Agora, finalmente, reuniu-se mais ou menos consenso sobre para onde apontar os indicadores. São os eucaliptos, é a falta de limpeza das matas, é o governo que não aplica bem a lei, é o governo anterior, é este. É tudo, é qualquer coisa, é o pânico e o desnorteio. Somos deuses, não nos podemos permitir que a culpa morra solteira porque tem que haver culpa, tem que haver coisas que se possam fazer melhor para garantir que nunca mais, nunca mais, nunca mais, algo de semelhantes contornos possa acontecer neste país. É a humanidade a evoluir, é Portugal a evoluir.

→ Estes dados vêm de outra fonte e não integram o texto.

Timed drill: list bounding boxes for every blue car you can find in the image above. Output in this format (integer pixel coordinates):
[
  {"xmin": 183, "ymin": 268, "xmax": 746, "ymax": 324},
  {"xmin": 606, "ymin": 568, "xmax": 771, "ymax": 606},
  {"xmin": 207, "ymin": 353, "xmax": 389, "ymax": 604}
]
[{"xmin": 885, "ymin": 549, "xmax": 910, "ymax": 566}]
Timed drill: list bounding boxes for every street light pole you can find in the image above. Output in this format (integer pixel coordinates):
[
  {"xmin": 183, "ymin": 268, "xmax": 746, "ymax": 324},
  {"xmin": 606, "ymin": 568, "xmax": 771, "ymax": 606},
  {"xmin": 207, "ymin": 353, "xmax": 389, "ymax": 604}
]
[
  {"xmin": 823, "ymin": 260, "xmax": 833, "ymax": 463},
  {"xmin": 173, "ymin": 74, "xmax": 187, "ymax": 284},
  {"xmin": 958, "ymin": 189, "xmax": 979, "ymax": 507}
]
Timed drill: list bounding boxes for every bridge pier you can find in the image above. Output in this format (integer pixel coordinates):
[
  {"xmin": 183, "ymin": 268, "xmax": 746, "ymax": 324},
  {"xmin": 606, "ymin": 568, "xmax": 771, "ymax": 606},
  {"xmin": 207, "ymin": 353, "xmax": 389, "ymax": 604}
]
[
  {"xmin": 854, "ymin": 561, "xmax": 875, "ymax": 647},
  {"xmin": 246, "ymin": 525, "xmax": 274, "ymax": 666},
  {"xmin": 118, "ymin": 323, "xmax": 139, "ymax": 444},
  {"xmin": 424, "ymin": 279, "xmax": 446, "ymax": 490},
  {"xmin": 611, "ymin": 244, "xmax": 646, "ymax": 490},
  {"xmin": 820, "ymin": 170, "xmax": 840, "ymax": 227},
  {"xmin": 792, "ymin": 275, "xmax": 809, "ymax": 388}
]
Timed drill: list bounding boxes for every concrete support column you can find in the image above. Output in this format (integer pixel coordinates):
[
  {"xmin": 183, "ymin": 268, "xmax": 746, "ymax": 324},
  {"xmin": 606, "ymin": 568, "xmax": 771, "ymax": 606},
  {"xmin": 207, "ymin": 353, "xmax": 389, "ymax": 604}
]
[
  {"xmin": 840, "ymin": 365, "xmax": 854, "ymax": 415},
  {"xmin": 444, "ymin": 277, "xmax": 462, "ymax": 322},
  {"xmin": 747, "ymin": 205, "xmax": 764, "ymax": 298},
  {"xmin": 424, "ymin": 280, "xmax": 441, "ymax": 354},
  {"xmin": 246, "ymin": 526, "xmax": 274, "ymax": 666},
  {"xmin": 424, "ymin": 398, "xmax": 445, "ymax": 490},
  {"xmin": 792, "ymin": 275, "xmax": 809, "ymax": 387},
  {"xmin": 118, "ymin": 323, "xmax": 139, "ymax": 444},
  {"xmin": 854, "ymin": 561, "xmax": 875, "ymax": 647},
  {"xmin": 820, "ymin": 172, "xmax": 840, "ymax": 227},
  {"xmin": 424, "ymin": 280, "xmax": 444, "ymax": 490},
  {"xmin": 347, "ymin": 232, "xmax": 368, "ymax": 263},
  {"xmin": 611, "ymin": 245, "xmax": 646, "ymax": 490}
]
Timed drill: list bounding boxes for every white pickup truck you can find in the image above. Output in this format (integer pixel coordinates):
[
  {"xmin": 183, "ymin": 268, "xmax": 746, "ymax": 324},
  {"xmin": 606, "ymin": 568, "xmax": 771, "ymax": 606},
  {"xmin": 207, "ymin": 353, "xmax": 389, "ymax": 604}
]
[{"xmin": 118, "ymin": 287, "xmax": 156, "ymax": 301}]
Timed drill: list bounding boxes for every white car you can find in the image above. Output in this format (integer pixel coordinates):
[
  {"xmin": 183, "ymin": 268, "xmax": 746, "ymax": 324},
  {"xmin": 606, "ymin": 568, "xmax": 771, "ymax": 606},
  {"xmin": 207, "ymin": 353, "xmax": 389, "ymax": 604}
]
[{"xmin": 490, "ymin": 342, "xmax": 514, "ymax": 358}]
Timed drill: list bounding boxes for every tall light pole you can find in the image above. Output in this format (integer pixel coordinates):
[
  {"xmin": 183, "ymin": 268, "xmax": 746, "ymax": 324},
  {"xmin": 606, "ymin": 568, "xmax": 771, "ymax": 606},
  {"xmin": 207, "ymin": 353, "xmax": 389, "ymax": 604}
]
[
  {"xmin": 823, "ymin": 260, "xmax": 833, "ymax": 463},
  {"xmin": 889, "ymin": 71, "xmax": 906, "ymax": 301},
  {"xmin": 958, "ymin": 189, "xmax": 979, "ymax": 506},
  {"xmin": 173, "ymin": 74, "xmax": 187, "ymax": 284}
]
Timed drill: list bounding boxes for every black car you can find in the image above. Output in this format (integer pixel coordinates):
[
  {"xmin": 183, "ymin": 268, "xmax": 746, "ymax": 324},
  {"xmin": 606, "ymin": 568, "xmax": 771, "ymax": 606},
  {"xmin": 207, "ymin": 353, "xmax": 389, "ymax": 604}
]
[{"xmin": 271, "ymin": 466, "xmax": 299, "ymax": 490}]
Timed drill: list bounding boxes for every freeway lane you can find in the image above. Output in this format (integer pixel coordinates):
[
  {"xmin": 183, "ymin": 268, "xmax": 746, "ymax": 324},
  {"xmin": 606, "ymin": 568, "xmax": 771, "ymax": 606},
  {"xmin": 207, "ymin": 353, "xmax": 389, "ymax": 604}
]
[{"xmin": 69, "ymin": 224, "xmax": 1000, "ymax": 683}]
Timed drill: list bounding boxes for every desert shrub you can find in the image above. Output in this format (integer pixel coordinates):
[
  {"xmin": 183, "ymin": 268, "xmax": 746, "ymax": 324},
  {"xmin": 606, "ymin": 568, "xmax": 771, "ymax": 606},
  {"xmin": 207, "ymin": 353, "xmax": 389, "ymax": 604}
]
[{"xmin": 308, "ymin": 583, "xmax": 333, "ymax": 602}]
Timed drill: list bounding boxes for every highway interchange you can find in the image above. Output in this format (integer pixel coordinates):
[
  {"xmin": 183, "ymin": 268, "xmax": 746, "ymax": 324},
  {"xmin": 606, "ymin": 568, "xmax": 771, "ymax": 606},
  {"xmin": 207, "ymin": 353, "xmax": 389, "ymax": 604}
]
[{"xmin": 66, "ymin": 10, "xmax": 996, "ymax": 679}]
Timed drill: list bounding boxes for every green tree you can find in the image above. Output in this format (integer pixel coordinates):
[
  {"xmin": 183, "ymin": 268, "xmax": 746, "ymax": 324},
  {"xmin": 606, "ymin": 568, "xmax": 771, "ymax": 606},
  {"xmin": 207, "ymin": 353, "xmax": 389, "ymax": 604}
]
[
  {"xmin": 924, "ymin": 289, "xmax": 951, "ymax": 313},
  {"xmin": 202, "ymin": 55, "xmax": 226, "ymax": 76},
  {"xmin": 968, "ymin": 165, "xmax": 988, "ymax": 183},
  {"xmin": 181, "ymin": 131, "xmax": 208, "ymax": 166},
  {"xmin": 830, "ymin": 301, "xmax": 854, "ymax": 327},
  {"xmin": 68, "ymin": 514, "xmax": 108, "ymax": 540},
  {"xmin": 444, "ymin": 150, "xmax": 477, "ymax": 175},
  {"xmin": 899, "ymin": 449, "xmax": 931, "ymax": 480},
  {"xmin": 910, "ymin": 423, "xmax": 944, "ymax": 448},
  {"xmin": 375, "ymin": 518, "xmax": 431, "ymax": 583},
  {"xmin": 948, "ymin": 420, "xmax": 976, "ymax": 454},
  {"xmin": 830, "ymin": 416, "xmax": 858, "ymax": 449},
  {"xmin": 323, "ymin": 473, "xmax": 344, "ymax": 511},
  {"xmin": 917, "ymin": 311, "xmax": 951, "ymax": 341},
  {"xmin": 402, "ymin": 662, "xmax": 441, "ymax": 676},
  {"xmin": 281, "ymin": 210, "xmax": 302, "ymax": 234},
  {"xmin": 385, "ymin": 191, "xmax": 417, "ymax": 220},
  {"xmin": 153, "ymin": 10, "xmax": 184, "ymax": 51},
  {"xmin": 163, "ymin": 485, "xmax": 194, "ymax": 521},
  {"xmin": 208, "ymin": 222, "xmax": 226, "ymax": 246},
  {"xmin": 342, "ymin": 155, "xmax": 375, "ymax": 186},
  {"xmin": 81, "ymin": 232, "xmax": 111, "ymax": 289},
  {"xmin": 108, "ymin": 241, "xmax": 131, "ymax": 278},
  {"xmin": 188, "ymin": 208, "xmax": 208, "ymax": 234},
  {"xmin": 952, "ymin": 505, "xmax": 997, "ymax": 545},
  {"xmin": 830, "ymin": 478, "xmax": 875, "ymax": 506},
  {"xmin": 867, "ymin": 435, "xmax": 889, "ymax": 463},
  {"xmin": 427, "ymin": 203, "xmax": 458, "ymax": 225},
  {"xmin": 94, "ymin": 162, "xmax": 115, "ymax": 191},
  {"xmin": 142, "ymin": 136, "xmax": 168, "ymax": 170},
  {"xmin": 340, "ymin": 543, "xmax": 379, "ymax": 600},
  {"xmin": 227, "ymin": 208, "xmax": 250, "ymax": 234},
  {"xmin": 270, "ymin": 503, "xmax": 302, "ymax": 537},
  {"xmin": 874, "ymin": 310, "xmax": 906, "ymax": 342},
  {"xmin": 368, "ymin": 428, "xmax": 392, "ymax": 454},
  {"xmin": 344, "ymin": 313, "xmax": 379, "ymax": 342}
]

As imagens, os cenários, o que se viu e ouviu, tudo coisas que vão muito para além daquilo que hoje em dia, o homem civilizado tem a capacidade de aguentar. Um horror mais próximo de um teatro de guerra do que de um país de primeiro mundo. Vem daí a urgência em apontar os dedos, em encontrar culpados, em criar uma sensação - falsa ou real - de que jamais algo semelhante se possa repetir. Ninguém, português ou residente em portugal, deveria sequer pensar naquele horror, quanto mais vivê-lo, quanto mais morrer-se-lhe assim.
A tentativa de impedir que tal volte a acontecer não está errada, claro. O apontar de dedo, ligeiro e pronto, é pura reação de pânico e horror. E é assim que um país evoluiu, melhora, se torna mais eficaz. No entanto, o raciocínio por detrás que é feito tem na sua semente um control que não sei se é real. Causas naturais ou humanas, tanto faz. O governo, o país, nós, nós temos o poder de controlar tudo, de impedir tudo, de conseguir tudo, desde que aloquemos os recursos, a atenção e os dedos em riste para os problemas. Nós somos os novos deuses, que não sofremos flagelos. Cometemos erros que se tornam desastres, não existem desastres em si. Só a nossa forma de lidar com eles.
É melhor não pensar, é melhor apontar o dedo e acusar alguém, algo, qualquer coisa. Tudo para nos fazer esquecer esta sensação de fragilidade. É que se ainda não somos deuses, vamos sê-los muito em breve. Temos a certeza, com todos os inadmissíveis que acusamos.